Mitochondrial DNA Occasionally Inserts into Human Genome

Researchers at the University of Cambridge and Queen Mary University of London report new insights into the role of mitochondria in human evolution and found evidence that mitochondrial DNA may help repair damage to our genetic code.

Mitochondria are organelles that provide energy in the form of the molecule ATP. Each mitochondrion has its own DNA that is distinct to the rest of the human genome, which is comprised of nuclear DNA. Mitochondrial DNA is passed down the maternal line, although a PNAS study in 2018 from researchers at the Cincinnati Children’s Hospital Medical Center reported evidence that some mitochondrial DNA had been passed down the paternal line.

To investigate this claim, the Cambridge team looked searched for patterns that looked like paternal inheritance in the DNA of over 11,000 families recruited to Genomics England’s 100,000 Genomes Project. They found mitochondrial DNA inserts in the nuclear DNA of some children that were not present in that of their parents. They claim the US team had not observed paternally-inherited mitochondrial DNA, but rather these inserts.

After extending the study to over 66,000 people, the team showed that the new inserts happen somewhat frequently, suggesting a new route for our genome to evolve. “Billions of years ago, a primitive animal cell took in a bacterium that became what we now call mitochondria. These supply energy to the cell to allow it to function normally, while removing oxygen, which is toxic at high levels. Over time, bits of these primitive mitochondria have passed into the cell nucleus, allowing their genomes to talk to each other,” says Professor Patrick Chinnery, from the Medical Research Council Mitochondrial Biology Unit and Department of Clinical Neurosciences at the University of Cambridge. “This was all thought to have happened a very long time ago, mostly before we had even formed as a species, but what we've discovered is that that’s not true. We can see this happening right now, with bits of our mitochondrial genetic code transferring into the nuclear genome in a measurable way.”

The authors report in the journal Nature that in one in every 4,000 births, some of the genetic code from mitochondria inserts itself into the person’s DNA. If that individual has children of their own, they will pass these inserts on; the team found that most of us carry five of the new inserts, and one in seven of us (14%) carry very recent ones.  It isn’t clear exactly how the mitochondrial DNA inserts itself—whether it does so directly or via an intermediary, such as RNA—but Chinnery says it is likely to occur within the mother’s egg cells.

Once in place, the inserts can occasionally lead to very rare diseases, including a rare genetic form of cancer. When the team looked at sequences taken from 12,500 tumor samples, they found that mitochondrial DNA was even more common in tumor DNA, arising in around one in 1,000 cancers, and in some cases, the mitochondrial DNA inserts caused the cancer.

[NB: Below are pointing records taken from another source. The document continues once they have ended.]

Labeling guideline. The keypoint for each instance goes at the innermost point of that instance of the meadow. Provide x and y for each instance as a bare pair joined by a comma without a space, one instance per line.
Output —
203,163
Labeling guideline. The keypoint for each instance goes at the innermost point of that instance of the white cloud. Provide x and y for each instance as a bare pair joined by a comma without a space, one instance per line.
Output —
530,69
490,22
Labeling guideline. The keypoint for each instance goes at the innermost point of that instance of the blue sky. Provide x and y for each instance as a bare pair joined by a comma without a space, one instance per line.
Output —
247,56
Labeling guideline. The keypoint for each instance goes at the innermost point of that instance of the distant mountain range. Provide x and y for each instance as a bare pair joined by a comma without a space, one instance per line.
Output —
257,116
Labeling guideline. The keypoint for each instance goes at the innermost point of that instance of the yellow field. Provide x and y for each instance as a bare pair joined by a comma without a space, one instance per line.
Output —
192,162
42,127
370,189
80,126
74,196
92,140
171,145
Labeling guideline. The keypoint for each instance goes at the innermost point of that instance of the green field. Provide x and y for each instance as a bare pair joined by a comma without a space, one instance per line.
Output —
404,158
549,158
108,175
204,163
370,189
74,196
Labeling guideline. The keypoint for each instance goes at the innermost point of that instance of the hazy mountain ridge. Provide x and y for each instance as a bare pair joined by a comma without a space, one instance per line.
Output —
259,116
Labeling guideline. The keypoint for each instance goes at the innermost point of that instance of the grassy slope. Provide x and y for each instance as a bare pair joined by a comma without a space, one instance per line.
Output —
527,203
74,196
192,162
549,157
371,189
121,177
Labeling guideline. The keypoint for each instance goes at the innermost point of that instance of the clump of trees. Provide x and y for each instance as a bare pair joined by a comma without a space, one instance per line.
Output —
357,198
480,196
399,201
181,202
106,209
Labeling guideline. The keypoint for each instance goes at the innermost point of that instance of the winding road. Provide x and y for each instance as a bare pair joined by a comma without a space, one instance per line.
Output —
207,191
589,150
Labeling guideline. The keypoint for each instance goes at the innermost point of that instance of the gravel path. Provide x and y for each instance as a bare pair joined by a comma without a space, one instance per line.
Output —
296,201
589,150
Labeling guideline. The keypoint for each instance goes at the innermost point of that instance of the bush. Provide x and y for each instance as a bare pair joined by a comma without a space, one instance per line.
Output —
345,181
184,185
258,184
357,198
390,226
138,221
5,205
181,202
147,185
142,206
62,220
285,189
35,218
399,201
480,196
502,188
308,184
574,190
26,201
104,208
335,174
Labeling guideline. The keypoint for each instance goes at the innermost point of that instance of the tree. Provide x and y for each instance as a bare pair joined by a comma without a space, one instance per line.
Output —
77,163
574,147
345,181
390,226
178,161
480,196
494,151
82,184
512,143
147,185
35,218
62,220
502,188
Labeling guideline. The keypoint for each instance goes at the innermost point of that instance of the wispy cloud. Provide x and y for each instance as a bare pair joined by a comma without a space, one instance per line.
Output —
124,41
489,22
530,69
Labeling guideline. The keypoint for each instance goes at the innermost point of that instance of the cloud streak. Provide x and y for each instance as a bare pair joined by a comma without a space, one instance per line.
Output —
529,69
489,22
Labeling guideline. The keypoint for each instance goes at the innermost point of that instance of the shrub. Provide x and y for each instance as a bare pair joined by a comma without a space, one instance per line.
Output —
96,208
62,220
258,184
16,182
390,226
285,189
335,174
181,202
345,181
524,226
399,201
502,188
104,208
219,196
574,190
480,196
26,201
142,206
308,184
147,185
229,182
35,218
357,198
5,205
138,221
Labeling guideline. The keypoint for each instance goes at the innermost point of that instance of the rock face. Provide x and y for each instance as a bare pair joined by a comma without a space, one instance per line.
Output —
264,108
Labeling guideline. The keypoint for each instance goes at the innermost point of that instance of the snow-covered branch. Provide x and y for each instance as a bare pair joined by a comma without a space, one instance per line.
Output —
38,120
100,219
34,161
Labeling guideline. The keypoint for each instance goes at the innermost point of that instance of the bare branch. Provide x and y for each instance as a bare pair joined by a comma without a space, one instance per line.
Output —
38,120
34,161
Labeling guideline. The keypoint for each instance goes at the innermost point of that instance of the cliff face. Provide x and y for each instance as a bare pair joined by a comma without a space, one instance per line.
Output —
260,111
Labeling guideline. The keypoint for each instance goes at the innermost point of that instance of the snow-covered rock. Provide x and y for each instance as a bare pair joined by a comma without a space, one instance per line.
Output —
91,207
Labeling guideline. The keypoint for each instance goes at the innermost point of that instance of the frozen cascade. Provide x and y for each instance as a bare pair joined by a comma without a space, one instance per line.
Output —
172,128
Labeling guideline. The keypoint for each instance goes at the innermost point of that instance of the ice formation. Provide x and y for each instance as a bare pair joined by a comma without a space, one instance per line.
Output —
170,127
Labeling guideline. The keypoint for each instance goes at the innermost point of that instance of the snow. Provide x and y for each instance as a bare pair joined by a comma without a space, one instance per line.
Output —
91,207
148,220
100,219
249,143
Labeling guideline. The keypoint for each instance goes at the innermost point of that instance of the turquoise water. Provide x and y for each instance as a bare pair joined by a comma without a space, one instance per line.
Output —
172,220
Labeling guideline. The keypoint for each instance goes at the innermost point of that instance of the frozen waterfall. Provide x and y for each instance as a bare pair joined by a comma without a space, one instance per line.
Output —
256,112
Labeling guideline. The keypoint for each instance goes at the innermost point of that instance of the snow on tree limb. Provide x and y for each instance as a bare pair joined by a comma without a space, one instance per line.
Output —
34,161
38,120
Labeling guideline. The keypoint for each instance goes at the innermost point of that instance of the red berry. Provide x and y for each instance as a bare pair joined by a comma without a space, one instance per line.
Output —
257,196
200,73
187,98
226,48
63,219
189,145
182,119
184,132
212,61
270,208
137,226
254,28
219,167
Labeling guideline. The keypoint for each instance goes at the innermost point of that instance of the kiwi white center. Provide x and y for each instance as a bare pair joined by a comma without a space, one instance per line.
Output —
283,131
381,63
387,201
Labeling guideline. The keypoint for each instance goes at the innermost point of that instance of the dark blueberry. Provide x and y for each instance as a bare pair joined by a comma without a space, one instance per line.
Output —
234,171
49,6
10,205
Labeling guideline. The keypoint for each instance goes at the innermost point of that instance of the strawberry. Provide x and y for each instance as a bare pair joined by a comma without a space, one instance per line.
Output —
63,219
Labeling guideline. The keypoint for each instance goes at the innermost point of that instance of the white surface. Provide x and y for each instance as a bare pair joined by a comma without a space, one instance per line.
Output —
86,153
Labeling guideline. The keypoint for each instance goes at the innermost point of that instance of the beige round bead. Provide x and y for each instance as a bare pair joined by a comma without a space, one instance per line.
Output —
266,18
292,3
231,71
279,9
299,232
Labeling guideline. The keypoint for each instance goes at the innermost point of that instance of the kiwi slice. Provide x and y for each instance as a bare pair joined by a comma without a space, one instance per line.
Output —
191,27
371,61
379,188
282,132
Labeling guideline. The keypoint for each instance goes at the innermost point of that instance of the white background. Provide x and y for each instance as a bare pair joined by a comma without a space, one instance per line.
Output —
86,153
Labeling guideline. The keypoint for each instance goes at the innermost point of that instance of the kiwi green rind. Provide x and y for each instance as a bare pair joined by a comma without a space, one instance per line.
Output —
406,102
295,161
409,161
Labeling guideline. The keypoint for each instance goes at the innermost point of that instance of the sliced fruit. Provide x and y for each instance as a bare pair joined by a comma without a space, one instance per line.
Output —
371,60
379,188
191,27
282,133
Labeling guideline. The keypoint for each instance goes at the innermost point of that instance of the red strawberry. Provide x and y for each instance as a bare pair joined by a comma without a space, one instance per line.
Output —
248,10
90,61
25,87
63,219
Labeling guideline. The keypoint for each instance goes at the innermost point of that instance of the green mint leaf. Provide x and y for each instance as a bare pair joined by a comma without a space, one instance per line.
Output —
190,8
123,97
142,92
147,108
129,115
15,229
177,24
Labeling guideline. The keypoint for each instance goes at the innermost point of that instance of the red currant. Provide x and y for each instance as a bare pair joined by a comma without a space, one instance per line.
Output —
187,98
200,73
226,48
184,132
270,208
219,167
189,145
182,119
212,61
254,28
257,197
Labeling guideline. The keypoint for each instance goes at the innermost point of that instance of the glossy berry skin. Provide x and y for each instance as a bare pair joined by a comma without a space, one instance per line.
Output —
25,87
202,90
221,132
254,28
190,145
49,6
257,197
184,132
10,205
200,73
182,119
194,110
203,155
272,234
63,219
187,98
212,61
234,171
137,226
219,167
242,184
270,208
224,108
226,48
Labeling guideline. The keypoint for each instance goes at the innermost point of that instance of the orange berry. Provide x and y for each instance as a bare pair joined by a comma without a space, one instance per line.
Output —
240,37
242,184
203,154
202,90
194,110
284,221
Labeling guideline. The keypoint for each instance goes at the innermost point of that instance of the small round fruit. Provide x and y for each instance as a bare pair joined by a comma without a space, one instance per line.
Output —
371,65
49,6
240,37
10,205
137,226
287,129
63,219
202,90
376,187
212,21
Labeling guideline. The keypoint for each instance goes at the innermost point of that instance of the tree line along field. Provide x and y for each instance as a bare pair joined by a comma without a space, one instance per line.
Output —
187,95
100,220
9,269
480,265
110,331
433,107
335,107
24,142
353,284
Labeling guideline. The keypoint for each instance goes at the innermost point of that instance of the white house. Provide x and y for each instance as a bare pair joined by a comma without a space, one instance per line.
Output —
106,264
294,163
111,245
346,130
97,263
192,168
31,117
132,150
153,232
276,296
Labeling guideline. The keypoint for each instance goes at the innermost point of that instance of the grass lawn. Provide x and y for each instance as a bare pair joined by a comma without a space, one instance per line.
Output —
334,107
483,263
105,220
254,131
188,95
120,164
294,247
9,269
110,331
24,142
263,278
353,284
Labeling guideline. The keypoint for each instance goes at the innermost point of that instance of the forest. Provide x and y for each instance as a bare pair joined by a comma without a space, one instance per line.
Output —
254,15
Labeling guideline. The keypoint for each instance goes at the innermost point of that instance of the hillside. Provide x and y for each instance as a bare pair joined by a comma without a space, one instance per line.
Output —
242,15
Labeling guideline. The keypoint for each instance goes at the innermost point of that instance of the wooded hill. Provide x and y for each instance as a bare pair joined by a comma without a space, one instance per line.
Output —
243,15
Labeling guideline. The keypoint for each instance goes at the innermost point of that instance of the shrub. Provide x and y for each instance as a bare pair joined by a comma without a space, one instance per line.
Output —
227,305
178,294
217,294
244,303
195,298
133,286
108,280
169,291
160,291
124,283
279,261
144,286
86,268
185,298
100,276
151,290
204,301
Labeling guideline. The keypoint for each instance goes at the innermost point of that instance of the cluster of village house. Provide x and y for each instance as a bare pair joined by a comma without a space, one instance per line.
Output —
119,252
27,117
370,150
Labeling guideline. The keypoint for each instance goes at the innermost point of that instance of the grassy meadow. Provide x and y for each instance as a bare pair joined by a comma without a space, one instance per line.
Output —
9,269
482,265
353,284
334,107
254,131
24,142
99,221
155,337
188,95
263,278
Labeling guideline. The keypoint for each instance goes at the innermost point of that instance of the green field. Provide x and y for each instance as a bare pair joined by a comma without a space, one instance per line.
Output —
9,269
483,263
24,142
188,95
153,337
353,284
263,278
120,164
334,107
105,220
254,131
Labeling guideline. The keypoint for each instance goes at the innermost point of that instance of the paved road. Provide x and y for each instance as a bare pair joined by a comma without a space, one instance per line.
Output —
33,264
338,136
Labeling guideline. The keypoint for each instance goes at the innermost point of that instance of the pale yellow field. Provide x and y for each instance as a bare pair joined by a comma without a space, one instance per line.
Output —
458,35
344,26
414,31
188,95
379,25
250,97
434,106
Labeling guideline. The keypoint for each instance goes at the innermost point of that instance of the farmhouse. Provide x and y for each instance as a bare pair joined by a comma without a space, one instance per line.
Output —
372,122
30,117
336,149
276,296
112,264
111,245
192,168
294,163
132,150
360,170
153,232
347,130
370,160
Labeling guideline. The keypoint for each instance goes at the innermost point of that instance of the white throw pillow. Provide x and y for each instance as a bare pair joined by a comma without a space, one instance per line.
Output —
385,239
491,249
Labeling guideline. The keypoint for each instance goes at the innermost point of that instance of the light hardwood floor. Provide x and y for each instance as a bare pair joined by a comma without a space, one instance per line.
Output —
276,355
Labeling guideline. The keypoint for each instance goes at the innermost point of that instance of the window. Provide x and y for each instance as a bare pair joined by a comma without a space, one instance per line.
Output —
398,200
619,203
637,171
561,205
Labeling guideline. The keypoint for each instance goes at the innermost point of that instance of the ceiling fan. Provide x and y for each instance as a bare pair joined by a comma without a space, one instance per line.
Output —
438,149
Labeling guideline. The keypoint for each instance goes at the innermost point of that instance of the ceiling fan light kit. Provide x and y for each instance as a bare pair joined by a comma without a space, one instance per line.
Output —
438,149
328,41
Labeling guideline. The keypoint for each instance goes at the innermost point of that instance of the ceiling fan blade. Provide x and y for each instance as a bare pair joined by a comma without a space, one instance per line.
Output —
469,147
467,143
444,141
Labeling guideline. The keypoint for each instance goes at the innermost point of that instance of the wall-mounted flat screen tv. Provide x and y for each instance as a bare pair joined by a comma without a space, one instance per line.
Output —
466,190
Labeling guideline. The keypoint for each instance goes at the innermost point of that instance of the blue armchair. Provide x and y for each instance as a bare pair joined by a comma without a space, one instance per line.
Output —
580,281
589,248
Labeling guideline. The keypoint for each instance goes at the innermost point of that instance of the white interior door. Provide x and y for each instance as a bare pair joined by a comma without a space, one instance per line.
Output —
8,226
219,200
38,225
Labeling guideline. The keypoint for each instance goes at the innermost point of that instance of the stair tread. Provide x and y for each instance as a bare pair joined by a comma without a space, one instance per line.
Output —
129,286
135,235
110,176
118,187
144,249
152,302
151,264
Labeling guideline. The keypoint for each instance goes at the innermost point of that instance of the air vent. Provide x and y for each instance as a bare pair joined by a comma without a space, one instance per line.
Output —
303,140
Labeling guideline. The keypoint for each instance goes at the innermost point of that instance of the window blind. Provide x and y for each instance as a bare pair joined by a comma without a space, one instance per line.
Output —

“Our nuclear genetic code is breaking and being repaired all the time,” Chinnery says. “Mitochondrial DNA appears to act almost like a Band-Aid, a sticking plaster to help the nuclear genetic code repair itself. And sometimes this works, but on rare occasions if might make things worse or even trigger the development of tumors.”

More than half (58%) of the insertions were in regions of the genome that code for proteins. In the majority of cases, the body recognizes the invading mitochondrial DNA and silences it in a process known as methylation, whereby a molecule attaches itself to the insert and switches it off. A similar process occurs when viruses manage to insert themselves into our DNA. However, this method of silencing is not perfect, as some of the mitochondrial DNA inserts go on to be copied and move around the nucleus itself.

The team looked for evidence that the reverse might happen—that mitochondrial DNA absorbs parts of our nuclear DNA—but found none. There are likely to be several reasons why this should be the case. For one, cells only have two copies of nuclear DNA, but thousands of copies of mitochondrial DNA, so the chances of mitochondrial DNA being broken and passing into the nucleus are much greater than the other way around.

Also, the DNA in mitochondria is packaged inside two membranes and there are no holes in the membrane, so it would be difficult for nuclear DNA to get in. By contrast, if mitochondrial DNA manages to get out, holes in the membrane surrounding nuclear DNA would allow it pass through with relative ease.

Professor Sir Mark Caulfield, Vice Principal for Health at Queen Mary University of London, said: “I am so delighted that the 100,000 Genomes Project has unlocked the dynamic interplay between mitochondrial DNA and our genome in the cell’s nucleus. This defines a new role in DNA repair, but also one that could occasionally trigger rare disease, or even malignancy.”